Stimmen... Verstummen... (Russian Слышу... Умолкло..., English Voices... Silence...) is a symphony in twelve movements by Russian-Tatar composer Sofia Gubaidulina. It was written in 1986 and dedicated to the conductor Gennady Rozhdestvensky, who gave the first performance in West Berlin with the Moscow State Symphony Orchestra on September 4, 1986. It takes the two words of its title from a poem by Francisco Tanzer.

Stimmen... Verstummen... is primarily organized around two themes. The first is that of a major triad, occurring as D-major in the first, third, and fifth movements and as a G-major triad in the tenth and twelfth movements. The second theme, that of "effort and ruin", occurs in the second, fourth, and sixth movement. Movements I, III, V, and VII become progressively shorter according to the proportions of the Fibonacci sequence.

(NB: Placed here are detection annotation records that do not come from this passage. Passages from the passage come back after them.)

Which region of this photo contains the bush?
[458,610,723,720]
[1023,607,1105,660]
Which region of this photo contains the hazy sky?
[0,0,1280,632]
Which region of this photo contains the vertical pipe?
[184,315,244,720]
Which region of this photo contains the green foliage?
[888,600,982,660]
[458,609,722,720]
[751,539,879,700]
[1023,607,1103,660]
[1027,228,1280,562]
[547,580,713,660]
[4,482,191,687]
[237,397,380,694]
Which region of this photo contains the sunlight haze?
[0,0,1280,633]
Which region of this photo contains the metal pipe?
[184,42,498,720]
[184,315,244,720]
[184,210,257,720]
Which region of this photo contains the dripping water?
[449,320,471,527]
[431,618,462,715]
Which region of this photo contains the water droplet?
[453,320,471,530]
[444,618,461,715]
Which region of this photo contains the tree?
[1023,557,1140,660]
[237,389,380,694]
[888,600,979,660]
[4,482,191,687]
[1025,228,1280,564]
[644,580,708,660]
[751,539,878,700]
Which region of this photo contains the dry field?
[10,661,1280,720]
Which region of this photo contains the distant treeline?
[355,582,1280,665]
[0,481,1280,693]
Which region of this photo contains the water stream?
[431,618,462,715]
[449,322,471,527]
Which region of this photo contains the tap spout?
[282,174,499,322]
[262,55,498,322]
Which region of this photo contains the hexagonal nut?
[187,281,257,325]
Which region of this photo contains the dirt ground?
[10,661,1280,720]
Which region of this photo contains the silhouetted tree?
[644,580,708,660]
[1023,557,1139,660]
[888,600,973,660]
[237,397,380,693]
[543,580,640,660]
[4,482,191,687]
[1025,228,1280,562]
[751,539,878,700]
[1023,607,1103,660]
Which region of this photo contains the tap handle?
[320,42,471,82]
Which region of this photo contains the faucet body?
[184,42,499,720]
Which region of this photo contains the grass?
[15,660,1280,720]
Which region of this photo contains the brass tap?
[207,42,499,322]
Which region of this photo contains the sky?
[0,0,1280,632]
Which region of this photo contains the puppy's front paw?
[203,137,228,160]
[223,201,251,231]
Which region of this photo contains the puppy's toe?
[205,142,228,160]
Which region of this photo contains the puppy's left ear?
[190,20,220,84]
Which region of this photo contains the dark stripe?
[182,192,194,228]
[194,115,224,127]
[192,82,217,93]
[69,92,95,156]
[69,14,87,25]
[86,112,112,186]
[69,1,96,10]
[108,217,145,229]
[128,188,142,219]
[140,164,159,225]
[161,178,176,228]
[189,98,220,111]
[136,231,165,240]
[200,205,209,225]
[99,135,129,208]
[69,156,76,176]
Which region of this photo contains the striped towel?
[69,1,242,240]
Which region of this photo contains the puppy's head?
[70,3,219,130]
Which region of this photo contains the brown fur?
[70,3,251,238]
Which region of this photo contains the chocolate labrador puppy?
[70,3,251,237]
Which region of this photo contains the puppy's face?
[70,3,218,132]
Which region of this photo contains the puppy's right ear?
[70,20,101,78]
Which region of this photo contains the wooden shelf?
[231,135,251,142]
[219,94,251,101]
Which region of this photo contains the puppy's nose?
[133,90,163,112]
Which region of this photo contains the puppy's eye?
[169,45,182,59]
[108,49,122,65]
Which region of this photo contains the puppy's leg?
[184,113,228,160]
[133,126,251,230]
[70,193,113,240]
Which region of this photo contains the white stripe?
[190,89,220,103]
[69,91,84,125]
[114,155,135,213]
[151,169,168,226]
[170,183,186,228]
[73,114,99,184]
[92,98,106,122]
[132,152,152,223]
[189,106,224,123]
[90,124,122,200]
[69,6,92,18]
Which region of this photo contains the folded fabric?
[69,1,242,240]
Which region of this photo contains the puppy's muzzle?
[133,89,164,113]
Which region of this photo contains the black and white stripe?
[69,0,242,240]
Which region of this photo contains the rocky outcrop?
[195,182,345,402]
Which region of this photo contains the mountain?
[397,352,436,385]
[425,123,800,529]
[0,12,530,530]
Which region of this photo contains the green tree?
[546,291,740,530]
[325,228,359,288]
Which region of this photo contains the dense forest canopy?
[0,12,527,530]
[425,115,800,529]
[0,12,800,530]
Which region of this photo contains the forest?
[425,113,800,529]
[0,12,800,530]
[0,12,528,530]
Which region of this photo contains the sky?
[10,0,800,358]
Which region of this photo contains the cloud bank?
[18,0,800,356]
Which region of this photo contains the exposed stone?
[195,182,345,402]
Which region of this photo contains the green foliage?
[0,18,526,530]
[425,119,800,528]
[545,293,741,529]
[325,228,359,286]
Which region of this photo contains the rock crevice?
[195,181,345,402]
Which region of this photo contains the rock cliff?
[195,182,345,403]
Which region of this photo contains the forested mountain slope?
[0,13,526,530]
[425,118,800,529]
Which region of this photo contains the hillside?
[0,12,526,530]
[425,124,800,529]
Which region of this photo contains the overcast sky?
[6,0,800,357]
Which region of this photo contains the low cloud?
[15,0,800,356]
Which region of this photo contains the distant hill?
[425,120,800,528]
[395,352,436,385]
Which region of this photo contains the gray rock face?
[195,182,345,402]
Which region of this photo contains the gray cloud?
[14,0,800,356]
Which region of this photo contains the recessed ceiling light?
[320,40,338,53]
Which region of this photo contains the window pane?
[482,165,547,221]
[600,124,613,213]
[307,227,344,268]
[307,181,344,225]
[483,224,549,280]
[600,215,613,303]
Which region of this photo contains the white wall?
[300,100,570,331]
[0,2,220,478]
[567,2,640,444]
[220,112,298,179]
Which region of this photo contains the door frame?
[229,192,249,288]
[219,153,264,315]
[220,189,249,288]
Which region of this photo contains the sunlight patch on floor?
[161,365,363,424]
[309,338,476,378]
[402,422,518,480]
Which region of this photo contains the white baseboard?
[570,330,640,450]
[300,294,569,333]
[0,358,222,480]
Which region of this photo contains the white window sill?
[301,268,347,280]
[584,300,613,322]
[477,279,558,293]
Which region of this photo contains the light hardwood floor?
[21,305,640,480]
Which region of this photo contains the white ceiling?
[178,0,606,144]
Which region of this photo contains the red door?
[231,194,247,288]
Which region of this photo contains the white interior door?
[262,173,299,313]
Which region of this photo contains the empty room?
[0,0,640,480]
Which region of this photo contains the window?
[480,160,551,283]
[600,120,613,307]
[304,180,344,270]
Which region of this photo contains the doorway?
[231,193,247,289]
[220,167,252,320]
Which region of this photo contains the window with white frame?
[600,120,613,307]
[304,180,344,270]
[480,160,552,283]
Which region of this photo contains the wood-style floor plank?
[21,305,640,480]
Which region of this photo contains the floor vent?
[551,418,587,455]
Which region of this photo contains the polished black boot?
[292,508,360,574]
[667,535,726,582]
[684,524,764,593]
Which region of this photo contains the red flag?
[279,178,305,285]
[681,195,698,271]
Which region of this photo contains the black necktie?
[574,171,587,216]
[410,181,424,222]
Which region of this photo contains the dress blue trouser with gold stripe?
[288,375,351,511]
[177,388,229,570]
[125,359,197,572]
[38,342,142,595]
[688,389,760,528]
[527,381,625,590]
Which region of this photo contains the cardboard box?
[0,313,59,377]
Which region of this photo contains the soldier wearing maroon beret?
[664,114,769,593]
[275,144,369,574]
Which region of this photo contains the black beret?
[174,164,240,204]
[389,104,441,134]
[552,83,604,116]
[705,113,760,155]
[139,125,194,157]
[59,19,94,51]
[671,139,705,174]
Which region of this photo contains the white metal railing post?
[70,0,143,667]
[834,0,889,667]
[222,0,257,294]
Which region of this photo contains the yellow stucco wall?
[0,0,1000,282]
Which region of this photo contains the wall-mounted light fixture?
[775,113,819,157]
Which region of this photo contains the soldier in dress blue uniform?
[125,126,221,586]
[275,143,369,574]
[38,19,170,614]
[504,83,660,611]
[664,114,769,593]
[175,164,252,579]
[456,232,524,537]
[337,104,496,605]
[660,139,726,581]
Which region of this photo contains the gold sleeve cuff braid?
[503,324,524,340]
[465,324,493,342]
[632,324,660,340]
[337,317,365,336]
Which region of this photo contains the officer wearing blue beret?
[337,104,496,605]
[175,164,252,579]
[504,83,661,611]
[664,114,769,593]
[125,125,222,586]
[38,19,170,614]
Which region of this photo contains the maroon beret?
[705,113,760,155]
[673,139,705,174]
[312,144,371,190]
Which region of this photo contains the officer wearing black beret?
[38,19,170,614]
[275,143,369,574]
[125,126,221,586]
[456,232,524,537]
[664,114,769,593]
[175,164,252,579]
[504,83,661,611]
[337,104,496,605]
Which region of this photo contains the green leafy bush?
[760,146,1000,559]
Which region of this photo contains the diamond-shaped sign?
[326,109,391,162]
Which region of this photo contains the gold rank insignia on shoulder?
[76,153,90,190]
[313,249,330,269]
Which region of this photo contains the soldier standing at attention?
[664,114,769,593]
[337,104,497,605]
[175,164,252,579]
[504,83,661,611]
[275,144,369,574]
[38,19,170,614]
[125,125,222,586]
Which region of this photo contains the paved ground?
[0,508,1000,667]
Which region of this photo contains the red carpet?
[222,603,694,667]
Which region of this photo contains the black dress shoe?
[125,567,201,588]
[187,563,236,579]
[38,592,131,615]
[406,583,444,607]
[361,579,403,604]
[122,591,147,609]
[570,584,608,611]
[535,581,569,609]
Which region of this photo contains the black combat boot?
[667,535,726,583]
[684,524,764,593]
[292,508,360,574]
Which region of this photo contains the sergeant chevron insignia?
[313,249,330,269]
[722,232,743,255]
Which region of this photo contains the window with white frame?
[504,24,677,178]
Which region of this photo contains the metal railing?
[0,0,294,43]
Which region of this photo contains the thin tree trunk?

The symphony is notable for its careful and innovative use of silence. Though the eighth movement has the largest proportions of the work, the climax actually takes place in the ninth movement when the conductor motions before a silent orchestra. The motions the conductor makes are meant to cause his hands to move increasingly further apart from each other according to the Fibonacci sequence. This "conductor solo" is repeated at the end of the work, when after the last note is sounded the conductor continues to motion for several minutes.